Лорд перевернулся на спину, сел и недоуменно посмотрел на Леона.
— Что случилось? — неуверенно спросил он.
— Вы струсили, ваша светлость. И удрали.
— Я не виноват.
— Расскажите это Перси Филипсу и тем парням, которых вы бросили у Слэнг-Нек. Или, раз уж на то пошло, жене, которую вы утопили в Ульсуотере.
Истмонт то ли притворился, что не слышит брошенных обвинений, то ли в самом деле не понял более чем ясных намеков.
— Я этого не хотел, — пролепетал он. — Я только думал доказать самому себе, что не боюсь. Я ничего не смог с собой поделать. Пожалуйста, постарайтесь меня понять.
— Нет, милорд, я не хочу ничего понимать. Но совет дать могу. Не обращайтесь ко мне больше. Не пытайтесь со мной заговорить. Никогда. Если я еще хоть раз услышу ваше нытье… за последствия не ручаюсь. Могу и шею свернуть. — Леон отвернулся и жестом подозвал Маниоро. — Отведи этого человека в лагерь.

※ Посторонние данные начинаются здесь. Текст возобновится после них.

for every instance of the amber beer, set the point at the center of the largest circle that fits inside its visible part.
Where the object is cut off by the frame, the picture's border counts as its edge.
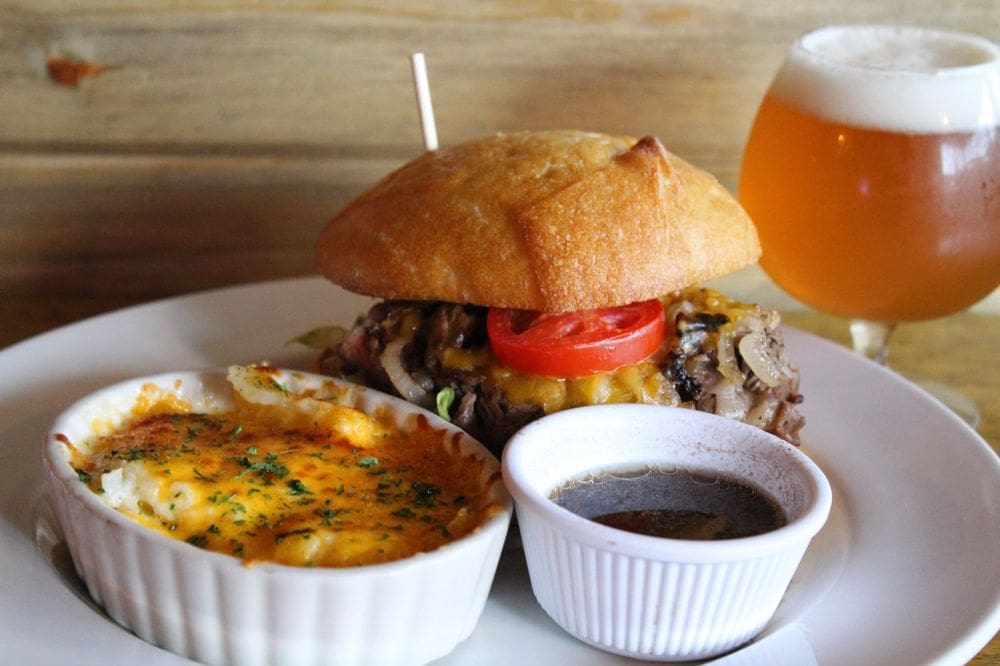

Отдав все необходимые распоряжения, он вернулся к убитому буйволу, осмотрелся и подобрал брошенные обломки «холланда».
Котва все еще ждал на поляне, держа на руках Перси.
— Брат, позволь мне взять у тебя Самавати, ведь он был моим отцом.
Забрав тело у все еще дрожащего следопыта, Леон понес его к лошади.
Вернувшись в лагерь у озера, Леон увидел Макса Розенталя, приехавшего из Тандала-Кэмп на втором автомобиле. Он рассказал немцу о случившемся и распорядился приготовить к отправке и погрузить багаж Истмонта. Вскоре в лагере в сопровождении Маниоро появился и сам лорд, хмурый и подавленный.
— Я отправляю вас в Найроби, — холодно объявил ему Леон. — Макс посадит вас на поезд до Момбасы и закажет место на следующем пароходе в Европу. Все ваши охотничьи трофеи, в том числе и голову буйвола, вышлю, как только они будут готовы. Размах рогов у быка более пятидесяти дюймов, так что вам есть чем похвастать. Поскольку сафари прекращено досрочно, я должен вам некоторую сумму. Платежное поручение будет направлено после того, как я произведу все расчеты. А теперь садитесь в машину и убирайтесь с моих глаз. Мне нужно похоронить человека, которого вы убили.
* * *
Могилу для Перси вырыли на берегу озера, под древним баобабом. Тело завернули в одеяло, опустили на дно глубокой ямы и обложили большими камнями. Потом Леон постоял несколько минут у земляного холмика, а масаи исполнили традиционный танец льва.
Отправив всех в Тандала-Кэмп, он остался в лагере один. Посидел на упавшей ветке под баобабом, полюбовался озером. Под лучами солнца оно снова стало голубым, как глаза старого охотника. Молча попрощался с другом. Если душа Перси еще где-то неподалеку, пусть знает — он думает о нем.